Kırkyama gibidir insan hayatı
Her anına bir anı yamarsın
Hatırası var diye biriktirip her bir acının
Toplamına da tecrübe adı koyarsın.
Unuttunuz mu her yürek;
Kendisini baz alarak ölçer yalnızlığın sınırsızlığını.
Her şeyin telafisi mutlaka vardır ama
Önleyemezsin zamanın hırsızlığını.
Acaba farkında mısınız ?
Dünün keşkeleri, ve yarının telaşlarıyla geçiyor ömür. Sanki nefes hiç bitmeyecek gibi. Ama ömrümüz bile emanetken, neye sahiplik taslıyoruz bir düşünelim değil mi ?
Bakın gün gelir,
Gerçeği geç görüp, pişmanlığı tadarsın zamanla..

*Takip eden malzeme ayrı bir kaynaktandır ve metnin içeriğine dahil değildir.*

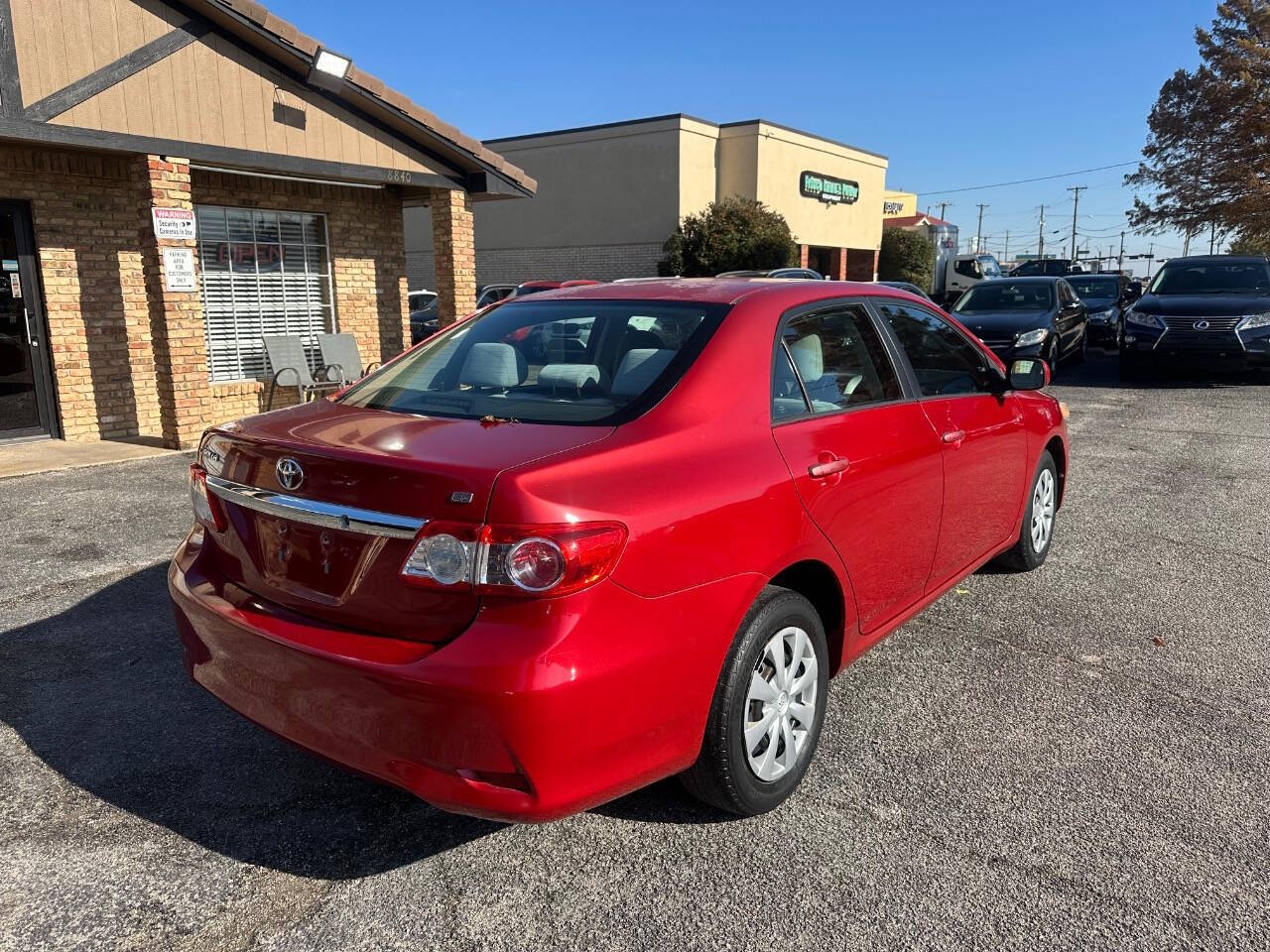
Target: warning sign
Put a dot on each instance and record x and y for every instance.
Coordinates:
(173, 223)
(178, 268)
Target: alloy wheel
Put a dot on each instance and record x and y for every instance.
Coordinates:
(780, 706)
(1043, 511)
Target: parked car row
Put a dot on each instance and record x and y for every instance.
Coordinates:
(714, 497)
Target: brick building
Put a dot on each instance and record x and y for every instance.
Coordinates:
(608, 197)
(191, 178)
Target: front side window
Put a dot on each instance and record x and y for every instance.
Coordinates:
(547, 362)
(841, 363)
(1007, 296)
(263, 273)
(1095, 289)
(944, 361)
(1211, 278)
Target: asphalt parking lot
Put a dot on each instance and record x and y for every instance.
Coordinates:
(1076, 758)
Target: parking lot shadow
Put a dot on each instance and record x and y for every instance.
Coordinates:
(1102, 370)
(98, 692)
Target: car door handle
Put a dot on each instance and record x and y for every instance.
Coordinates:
(828, 468)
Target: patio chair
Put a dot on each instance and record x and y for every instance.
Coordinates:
(287, 359)
(339, 353)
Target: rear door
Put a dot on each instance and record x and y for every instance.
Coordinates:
(864, 456)
(1071, 316)
(980, 429)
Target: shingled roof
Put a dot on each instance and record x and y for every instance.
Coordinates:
(281, 40)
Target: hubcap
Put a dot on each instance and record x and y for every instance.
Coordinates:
(1043, 511)
(780, 707)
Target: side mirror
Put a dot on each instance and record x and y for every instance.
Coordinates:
(1029, 373)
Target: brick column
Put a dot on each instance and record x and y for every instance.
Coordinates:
(861, 264)
(176, 317)
(454, 248)
(837, 264)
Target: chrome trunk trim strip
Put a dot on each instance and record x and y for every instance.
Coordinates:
(310, 511)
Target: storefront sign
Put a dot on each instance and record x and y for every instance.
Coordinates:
(173, 223)
(178, 268)
(828, 189)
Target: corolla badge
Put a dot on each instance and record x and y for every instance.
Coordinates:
(290, 472)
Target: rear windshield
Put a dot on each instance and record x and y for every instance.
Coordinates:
(1213, 278)
(1007, 296)
(1095, 287)
(548, 362)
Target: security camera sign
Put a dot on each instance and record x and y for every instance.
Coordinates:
(173, 223)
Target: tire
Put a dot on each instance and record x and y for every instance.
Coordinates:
(1026, 555)
(725, 774)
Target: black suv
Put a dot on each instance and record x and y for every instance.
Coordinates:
(1046, 268)
(1206, 309)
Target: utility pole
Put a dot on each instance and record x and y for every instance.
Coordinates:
(1076, 203)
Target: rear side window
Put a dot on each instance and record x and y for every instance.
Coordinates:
(944, 361)
(547, 362)
(834, 359)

Artık tüm bedenler aynıdır,
Değer verip bakmazsın içindeki ruhlara..
Eğer içinde insanlık namına bir belirti yoksa.
Kıyafetleri de pahalı olsa, etiketi ve apoleti de olsa hiç bir değeri yoktur.
Gerçeğin makamına çıkamazsın
Riyakarlık veya sahtekarlıkla.
Çünkü değerlerine bir kez olsun ihanet eden insan; Hayatla olan saf ilişkisini yitirir.
İyisi mi ?
Hata yaparken;
Hakimden önce biz kendimizi yargılayalım.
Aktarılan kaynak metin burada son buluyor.